The Yomiuri ShimbunDear Troubleshooter:
I’m a man in my 30s. I was disappointed with an older person at a dinner engagement when I saw him using his chopsticks very awkwardly. Now I’ve come to avoid him.
My parents were very strict on table manners. I suppose this is the reason I get so disgusted seeing people using chopsticks improperly. I wasn’t able to enjoy the meal or the conversation with others on that occasion.
Since I can’t escape these functions, I try to sit in an area where I can avoid seeing him. Yet, I can’t help being irritated and distracted whenever I see his movements. It makes me feel so uncomfortable.
I know I should pity him as a person who’s still not mature enough to handle his chopsticks properly. But that won’t free me from the uneasiness. I did consider telling him directly that he should improve his chopstick technique. But then, if I pointed that out in the presence of others, he would probably feel humiliated. I also think he would be infuriated with the fact that I’m younger than him.

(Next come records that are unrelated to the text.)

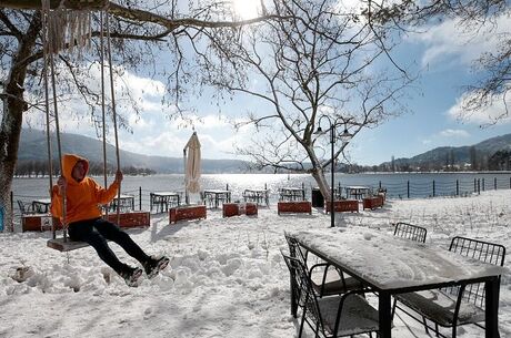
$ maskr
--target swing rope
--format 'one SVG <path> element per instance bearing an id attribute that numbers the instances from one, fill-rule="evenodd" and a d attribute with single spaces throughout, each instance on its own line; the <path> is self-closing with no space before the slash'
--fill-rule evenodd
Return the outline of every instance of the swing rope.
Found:
<path id="1" fill-rule="evenodd" d="M 109 14 L 107 11 L 107 54 L 108 62 L 110 66 L 110 93 L 112 100 L 112 120 L 113 120 L 113 133 L 116 136 L 116 160 L 117 160 L 117 171 L 121 170 L 121 162 L 119 156 L 119 136 L 117 133 L 117 111 L 116 111 L 116 89 L 113 86 L 113 65 L 112 65 L 112 52 L 111 52 L 111 37 L 110 37 L 110 25 L 109 25 Z M 121 183 L 119 182 L 119 190 L 117 194 L 117 224 L 120 223 L 120 201 L 121 201 Z"/>
<path id="2" fill-rule="evenodd" d="M 48 34 L 48 17 L 47 12 L 43 10 L 41 11 L 42 16 L 42 71 L 43 71 L 43 81 L 44 81 L 44 113 L 46 113 L 46 132 L 47 132 L 47 148 L 48 148 L 48 170 L 49 170 L 49 178 L 50 178 L 50 196 L 53 188 L 53 161 L 51 158 L 51 140 L 50 140 L 50 102 L 49 102 L 49 88 L 48 88 L 48 43 L 47 43 L 47 34 Z M 53 222 L 51 223 L 51 234 L 52 238 L 56 238 L 56 231 Z"/>
<path id="3" fill-rule="evenodd" d="M 113 86 L 113 66 L 112 66 L 112 59 L 111 59 L 111 44 L 110 44 L 110 28 L 109 28 L 109 14 L 108 8 L 104 9 L 107 17 L 106 17 L 106 28 L 107 28 L 107 52 L 109 58 L 109 68 L 110 68 L 110 90 L 111 90 L 111 101 L 112 101 L 112 119 L 113 119 L 113 129 L 114 129 L 114 136 L 116 136 L 116 157 L 117 157 L 117 170 L 120 171 L 120 152 L 119 152 L 119 137 L 118 137 L 118 126 L 117 126 L 117 111 L 116 111 L 116 96 L 114 96 L 114 86 Z M 57 13 L 56 13 L 57 12 Z M 70 14 L 68 18 L 68 14 Z M 47 145 L 48 145 L 48 158 L 49 158 L 49 166 L 50 166 L 50 192 L 53 187 L 52 182 L 52 152 L 51 152 L 51 142 L 50 142 L 50 103 L 49 103 L 49 85 L 48 85 L 48 64 L 50 65 L 51 71 L 51 85 L 52 85 L 52 94 L 53 94 L 53 110 L 54 110 L 54 122 L 56 122 L 56 135 L 57 135 L 57 147 L 58 147 L 58 155 L 59 155 L 59 164 L 60 164 L 60 173 L 62 175 L 62 146 L 61 146 L 61 139 L 60 139 L 60 125 L 59 125 L 59 112 L 58 112 L 58 104 L 57 104 L 57 80 L 56 80 L 56 72 L 54 72 L 54 59 L 53 53 L 59 53 L 59 49 L 66 48 L 66 40 L 64 33 L 62 30 L 58 37 L 56 35 L 57 27 L 61 27 L 61 23 L 64 24 L 63 31 L 66 31 L 66 27 L 71 30 L 70 34 L 70 42 L 69 49 L 71 49 L 76 43 L 79 47 L 86 45 L 87 41 L 84 39 L 88 35 L 90 41 L 90 16 L 89 22 L 84 21 L 87 16 L 82 13 L 70 13 L 70 11 L 59 7 L 57 11 L 53 12 L 53 17 L 50 16 L 50 1 L 42 0 L 42 18 L 43 18 L 43 29 L 42 29 L 42 42 L 43 42 L 43 72 L 44 72 L 44 94 L 46 94 L 46 117 L 47 117 Z M 71 28 L 69 24 L 71 22 Z M 78 23 L 77 23 L 78 21 Z M 104 32 L 103 32 L 103 11 L 100 12 L 100 58 L 101 58 L 101 109 L 102 109 L 102 124 L 103 124 L 103 173 L 104 173 L 104 186 L 107 186 L 107 136 L 106 136 L 106 103 L 104 103 Z M 86 32 L 86 28 L 88 27 L 89 33 Z M 77 32 L 78 30 L 78 32 Z M 54 38 L 54 39 L 53 39 Z M 78 42 L 77 42 L 78 41 Z M 66 212 L 67 212 L 67 196 L 66 190 L 62 193 L 62 234 L 63 234 L 63 242 L 68 242 L 68 224 L 66 221 Z M 120 196 L 121 196 L 121 184 L 119 183 L 118 190 L 118 203 L 117 203 L 117 221 L 118 224 L 120 223 Z M 108 209 L 106 212 L 108 215 Z M 56 239 L 56 229 L 52 226 L 52 237 Z M 52 248 L 58 248 L 60 250 L 70 250 L 72 248 L 64 248 L 60 246 L 54 246 L 48 244 L 48 246 Z"/>
<path id="4" fill-rule="evenodd" d="M 103 185 L 107 186 L 107 119 L 104 106 L 104 28 L 103 28 L 103 11 L 100 12 L 100 62 L 101 62 L 101 121 L 103 136 Z M 104 208 L 104 214 L 108 217 L 108 207 Z"/>
<path id="5" fill-rule="evenodd" d="M 57 50 L 53 50 L 53 47 L 56 45 L 56 41 L 54 41 L 54 35 L 53 33 L 49 33 L 49 32 L 53 32 L 56 30 L 56 28 L 53 27 L 54 23 L 56 23 L 56 20 L 52 20 L 50 18 L 50 2 L 48 0 L 43 0 L 42 1 L 42 12 L 43 12 L 43 17 L 46 18 L 46 30 L 43 31 L 43 35 L 44 33 L 48 33 L 47 37 L 43 37 L 44 41 L 48 42 L 47 44 L 43 45 L 43 51 L 46 50 L 46 48 L 48 47 L 49 48 L 49 51 L 44 52 L 46 53 L 46 57 L 48 58 L 48 60 L 46 59 L 44 60 L 44 63 L 47 63 L 49 61 L 50 63 L 50 70 L 51 70 L 51 89 L 52 89 L 52 94 L 53 94 L 53 115 L 54 115 L 54 120 L 56 120 L 56 135 L 57 135 L 57 148 L 58 148 L 58 154 L 59 154 L 59 158 L 62 158 L 62 146 L 61 146 L 61 142 L 60 142 L 60 124 L 59 124 L 59 107 L 58 107 L 58 104 L 57 104 L 57 85 L 56 85 L 56 75 L 54 75 L 54 59 L 53 59 L 53 52 L 58 53 Z M 44 75 L 47 75 L 47 72 L 44 72 Z M 46 80 L 46 83 L 48 83 L 48 80 Z M 46 98 L 46 101 L 48 103 L 49 99 L 48 99 L 48 95 Z M 49 121 L 50 121 L 50 111 L 49 111 L 49 107 L 47 105 L 47 131 L 49 130 Z M 51 165 L 51 146 L 50 146 L 50 141 L 49 141 L 49 131 L 48 131 L 48 152 L 49 152 L 49 162 L 50 162 L 50 165 Z M 62 161 L 59 161 L 59 166 L 60 166 L 60 173 L 62 174 L 63 171 L 62 171 Z M 50 172 L 51 173 L 51 172 Z M 50 177 L 51 177 L 51 174 L 50 174 Z M 66 222 L 66 208 L 67 208 L 67 203 L 66 203 L 66 190 L 63 192 L 61 192 L 62 194 L 62 234 L 63 234 L 63 238 L 64 238 L 64 242 L 67 242 L 68 239 L 68 234 L 67 234 L 67 231 L 68 231 L 68 227 L 67 227 L 67 222 Z M 52 229 L 54 232 L 54 228 Z M 54 234 L 53 234 L 54 235 Z"/>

I’m aware I shouldn’t be judgmental since I also have my weak points. What can I do?
M, Kanagawa Prefecture
Dear Mr. M:
Yes, I agree it’s hard to avoid noticing how others behave at the dinner table. I myself get annoyed when people make big slurping sounds with their soup or pasta. Unfortunately, it’s not easy to correct them once they’ve become adults.
Personally, I would point it out there and then, if they were my family members or relatives. If they were good friends that didn’t have the proper manners, I would look for other occasions to meet them. If it’s neither of these cases, I would say to myself that enduring people’s bad manners is part of my job.
To start with, I don’t think we should perceive dinner engagements as opportunities for pleasure. I suggest you take them as opportunities to socialize and convene. We manage to endure unpleasant people and distasteful remarks at work, don’t we?